Caminamos por la Supein Zaka y llegamos a una zona apartada del bullicio en el que se encontraba una izakaya con muy buena pinta. Yoshi quería llevarnos allí para cenar y la verdad es que al entrar en el sitio y ver el ambiente me dió mucha pena no poder conseguir mesa o barra para quedarnos allí. Otra vez sería.
Así que seguimos andando, esta vez por la zona de clubs, discotecas, love hotels y demás locales de ocio nocturno. Mientras paseábamos pasamos delante de un cineclub en el que proyectan películas no comerciales. Yoshi nos iba contando como en Tokio existen ciertas zonas en las que se concentran oficialmente los negocios de vida nocturna. En esas zonas es donde existe el permiso de abrir una discoteca, un local de hostess o un love hotel, cosa que me pareció de mucho sentido común, sobre todo para los vecinos de un barrio. Si no te importa vivir en un lugar con ese ambiente puedes buscar casa por estas zonas, y si no, sabes que en las zonas que no están predeterminadas para ello no van a colocarte un local en frente de casa.

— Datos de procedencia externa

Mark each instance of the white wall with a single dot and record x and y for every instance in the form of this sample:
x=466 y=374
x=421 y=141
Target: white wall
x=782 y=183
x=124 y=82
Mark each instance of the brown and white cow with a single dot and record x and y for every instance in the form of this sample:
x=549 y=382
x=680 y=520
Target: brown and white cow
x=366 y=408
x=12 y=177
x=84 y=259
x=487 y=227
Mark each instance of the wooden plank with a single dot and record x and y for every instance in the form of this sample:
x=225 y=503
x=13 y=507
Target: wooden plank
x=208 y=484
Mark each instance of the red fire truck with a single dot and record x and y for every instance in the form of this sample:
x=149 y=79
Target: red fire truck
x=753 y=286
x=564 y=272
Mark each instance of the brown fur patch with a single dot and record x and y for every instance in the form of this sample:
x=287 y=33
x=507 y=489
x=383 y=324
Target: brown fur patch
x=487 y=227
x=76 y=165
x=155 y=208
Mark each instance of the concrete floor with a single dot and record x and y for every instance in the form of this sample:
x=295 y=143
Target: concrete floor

Y así encontramos una especie de casa tradicional, en la que había menús de comida en la puerta pero no tenía ni un rótulo ni nada más que informase. Además, la entrada era un pasillo largo de madera que daba paso a un espacio interior donde había dos puertas, una que comunicaba a un bar muy pequeño con una barra y 5 sillas; y otra completamente ciega a la que llamamos y de la que salió un chef. El chef nos indicó que aquello era Omakase, un restaurante con una fórmula en la que el chef te cocina lo que el quiere y que normalmente suele costar un ojo de la cara, así que nos indicó amablemente que si no teníamos reserva podíamos pasar al otro bar, y allí nos fuimos. Salieron 4 hombres de negocios muy felices y dejaron el lugar vacío, en la habitación Yoshi, Nacho, el cocinero y yo.
El menú se basó en tempura y arroz con hierbas. Aquí empezó el mayor deleite para los sentidos desde que visité el restaurante El Choco en Córdoba.
El chef solo tenía un fuego con una especie de camping gas y una parrilla para asar, pero no le hacía falta nada más. Y así nos fue dando conversación, explicándonos las delicias que iba sirviendo, de dónde venían y por qué eran tan exquisitas.
También nos ofreció unas copas especiales para invitarnos a un sake de producción limitada. El mejor de las dos semanas allí, felicidad inmensa serían las dos palabras que definirían el sentimiento al salir por la puerta y despedirnos amablemente de aquel hombre que nos alegró la noche con su comida y su conversación.